The main areas of contention are two concessions sought by the school district:

1. Payment of employee benefits should be based on the number of hours worked (currently the District pays $978 every month toward the cost of health benefits for bus drivers who are on-the-job as little as 4-5 hours per day and the District wants part-time employees to start paying a portion of their benefit costs); and

2. The District reserves the right to subcontract for support services when doing so would free up money needed in the classrooms.

The union’s final offer to the school district includes the following key provisions:

  • No subcontracting of support service positions regardless of potential savings for the District and regardless of any financial benefit that would result for the students and classrooms.
  • The District shall continue paying all costs for health care benefits (approx. $12,000 per year, per employee) for all employees and their families–full-time and part-time.
  • The District is to continue paying full benefit costs for both spouses in a family who both work for the District ($24,000 per year), even though the cost for one employee could be saved by listing him or her as a family member.
  • If one spouse agrees to “participate in the Opt Out Program,” the District will be required to pay $5,000 per year to that spouse’s Section 125 “cafeteria” account.
  • Compensation for teachers shall increase by 1% for 2012-13, in addition to the “step” pay increases, longevity increases and special duty pay for which teachers may currently qualify.

Here’s my analysis:   Since the existing union/school district contract was the starting point of the failed negotiations, I started my research by reading it. The 2008-11 collective bargaining agreement  contains the following provisions for Eagle Point teachers:

  1. Maximum work year of 190 days (38 weeks on the job; 14 weeks off);
  2. No more than 176 “pupil contact” days (35.2 weeks of actual teaching);
  3. Not more than 7 ½ hours of work per day—lunch break not included.
  4. All negotiated pay increases;
  5. Additional automatic “step” pay increases available: 3.4% each year (15 steps in the first 15 years of employment), compounded annually;
  6. Additional 3.4% of base pay available in every year when 15 credit hours of education is completed;
  7. Additional 3% of base pay each year after 14 years;
  8. Additional 2% of base pay each year after 18 years;
  9. District pays $978 per month toward cafeteria plan of health benefits for the entire family;
  10. Full District pays 100% PERS benefits, including both the employer’s and employees’ portions.
  11. District pays health benefits after retirement at the rate paid on date of retirement and continuing until retiree reaches age 65 (some reductions forthcoming).

I have spoken to representatives for Eagle Point School District 9. The District has spent more than $1 million in the past year from its reserves.

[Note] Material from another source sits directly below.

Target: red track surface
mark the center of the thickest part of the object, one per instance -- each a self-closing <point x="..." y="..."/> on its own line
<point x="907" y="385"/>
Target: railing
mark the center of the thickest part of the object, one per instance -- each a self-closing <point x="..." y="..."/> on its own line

Thus, it is already spending at an unsustainable rate. By June 30, 2012, the District will have just over $3.7 million remaining in its Reserve Fund. To finance the District’s final offer will cost the District an additional $500,000 from its reserves by June 30, 2013. If the District were to accept the union’s final offer, it would cost the District an additional $1 million and leave its Reserve Fund with only $2.7 million remaining by June 30, 2013.

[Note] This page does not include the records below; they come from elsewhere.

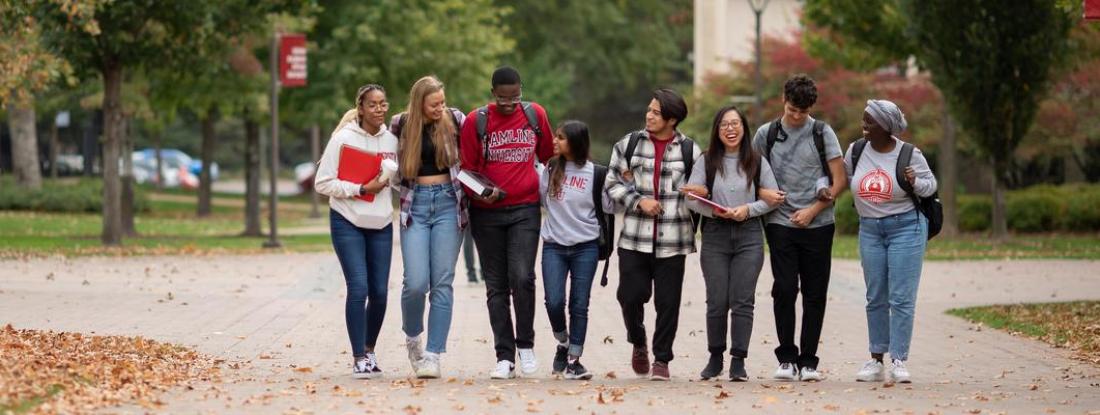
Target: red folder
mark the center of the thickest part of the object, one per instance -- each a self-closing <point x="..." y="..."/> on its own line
<point x="359" y="166"/>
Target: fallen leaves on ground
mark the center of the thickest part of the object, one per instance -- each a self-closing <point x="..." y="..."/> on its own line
<point x="1073" y="325"/>
<point x="69" y="372"/>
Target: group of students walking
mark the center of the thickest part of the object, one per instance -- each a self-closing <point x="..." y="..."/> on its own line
<point x="779" y="188"/>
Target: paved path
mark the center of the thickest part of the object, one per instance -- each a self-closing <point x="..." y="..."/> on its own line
<point x="282" y="313"/>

I chided the District for spending down its reserves when there is no economic recovery on the horizon and the high cost of Oregon’s social programs is likely to cause further flat-lining of state support for K-12 education. The District expressed pride in its teachers, its students and the progress being made in the quality of student achievement. Unfortunately, to balance its budget, even without additional costs, the District must either continue spending its reserves, cut teachers or cut the number of school days in the school year. Students cannot be taught if their school is closed. So far, the decision has been to spend down reserves, and everyone agrees this is a temporary solution to a long-term problem. The District is convinced it is doing everything possible to reach an agreement with the union while staying true to the District’s primary mission of providing the best education possible for Eagle Point students within the financial resources the State and taxpayers have provided to it.

The union, on the other hand, is working for its members and not the students. This is what unions do. One official involved with the negotiations recalled that when an issue came up that would have cost $100,000, the District said there was no money to pay for it. The union representative’s response was the District could just lay off a teacher. Once again union representatives take the position, if you have to lay off teachers and cut school days to get the public to raise taxes and spend more money on education, then that is what you should do.

For decades the public unions have held the power in collective bargaining negotiations.   They repeatedly have gotten their demands by threatening to walk off the job and strike. Now the money has run out and further tax increases are “off the table.” There is no longer an alternative. Public agencies and school districts are being forced to stand firm.

In response, the unions call for a strike and focus on generating propaganda to coerce public agencies to cave under misinformed pressure from the media and public—even using children for union purposes. I’ve seen this done at the Capitol when young children were brought in to beg legislators to vote for higher allocations to the State K-12 Budget. Now we are seeing Eagle Point High School students being used as pawns for the teachers’ union.

It is time for such antics to stop. The unions are all about maintaining power and getting concessions for their members—I understand that. Nevertheless, public agencies and school districts cannot just raise the price of their products or move production off-shore like businesses would to deal with escalating labor costs.

The Eagle Point School District has limited financial resources. It relies on taxpayers to provide its funding and must live within its means.

It is my opinion that the citizens should stand with their School District and resist the union’s threats and bluster. If the teachers believe a $92,000 annual pay package for 38 weeks of work is too low, let them walk off the school grounds and strike. But, they should not be surprised or complain when the School District hires new teachers, who would be happy to have the pay and benefits the union members disparage.

The public employee unions have extorted too much from the taxpayers for too long. The cost of salaries, 100% payment of Benefits and 100% payment of PERS costs is running Eagle Point School District’s well dry. If the public employee unions refuse to acknowledge the economic realities being faced daily by the average taxpayer and refuse to cooperate with our public servants who must live within their budgets, their union members will have to live with the consequences.

The focus should be on the best interests of the students, their classrooms and their teachers, and balancing these needs with the resources available to the School District. I believe the Eagle Point School District is attempting to do this, and I, for one, will stand with them. If a strike results, so be it.